Edição n. 419 - 08 de setembro de 2010

[edição 355]
Zilda Arns, um anjo

Em 2002, quando eu ainda era deputado, pedi, num discurso, o endosso da Câmara Federal à indicação de Zilda Arns para o Nobel da Paz. O apoio foi dado e foi unânime, mas os suecos preferiram, naquele ano, premiar o ex-presidente americano Jimmy Carter. Zilda não perdeu nada, ela foi muito maior do que o Nobel e do que o Carter. Mas, o mundo perdeu a oportunidade de reconhecer o verdadeiro caminho da paz: o trabalho da Pastoral da Criança. Zilda Arns morreu em Porto Príncipe, Haiti, no último dia 12, da mesma maneira como sempre viveu: amando o próximo. No caso dela, mais do que a si mesma. Se você acredita em anjos, fique certo: desde aquele dia 12 há mais um deles no Céu.
[edição 355]
Lula, o filho: não vi e não gostei

Filme sobre a vida do Lula patrocinado por empresas que receberam financiamentos do Governo? Nem de graça. E com apoio da Camargo Corrêa? Nem pela graça do ar-condicionado no verão de Blumenau.

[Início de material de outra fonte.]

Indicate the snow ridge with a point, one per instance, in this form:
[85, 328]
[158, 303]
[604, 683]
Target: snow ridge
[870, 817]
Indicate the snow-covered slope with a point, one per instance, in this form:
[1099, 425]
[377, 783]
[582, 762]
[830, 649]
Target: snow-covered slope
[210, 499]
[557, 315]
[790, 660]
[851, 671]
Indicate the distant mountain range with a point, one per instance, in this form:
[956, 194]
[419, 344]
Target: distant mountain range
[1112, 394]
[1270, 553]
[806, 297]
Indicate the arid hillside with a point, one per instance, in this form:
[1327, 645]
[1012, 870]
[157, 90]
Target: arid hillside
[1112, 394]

Não sei se pelas mesmas minhas implicâncias, mas o fato é que o povo também está com um pé atrás: o filme-propaganda do Lula é um fracasso. Lançado espetacularmente em 430 salas de cinema pelo País afora, a expectativa do cordão de puxa-sacos era de um tremendo sucesso, milhões de espectadores chorando comovidos, o maior público da história deste País. E está perdendo feio, por exemplo, para “Alvin e os Esquilos 2”. No segundo fim de semana do ano Alvin foi visto por 640 mil pessoas e Lula por 102 mil. Agora a esperança do cordão é o “esquema sindical”. O Filho do Brasil está sendo oferecido pela metade do preço aos sindicalizados. Depois serão instalados telões em tudo que é biboca onde não há cinema. Tudo para que o povo brasileiro possa venerar esse extraordinário Filho do Brasil, o presidente Lula da Silva. O problema, porém, dos Goebbels dos novos tempos é que o povo, pelo jeito, já sentiu o cheiro da enganação.
[edição 355]
Convergências estivais

Jorge Bornhausen, que sabe tudo de política, costuma dizer que um partido que tem dois candidatos não tem nenhum. Até o fim do ano o PSDB tinha dois pretendentes à Presidência da República: o governador de São Paulo José Serra e o de Minas, Aécio Neves. No conceito de Jorge, portanto, os tucanos não tinham candidato. Hoje eles têm um. Ficou o Serra. E as candidaturas presidenciais estão praticamente definidas: Serra, Dilma Rousseff e Marina Silva, talvez ainda Ciro Gomes. Em Santa Catarina, o mesmo afunilamento está acontecendo, embora por vias mais tortas. A “tríplice aliança” dos quatro partidos que apóiam LHS está, aparentemente, convergindo para Raimundo Colombo. Ângela e Ideli talvez cheguem a um acordo. Caminhamos, aqui, para um mano-a-mano.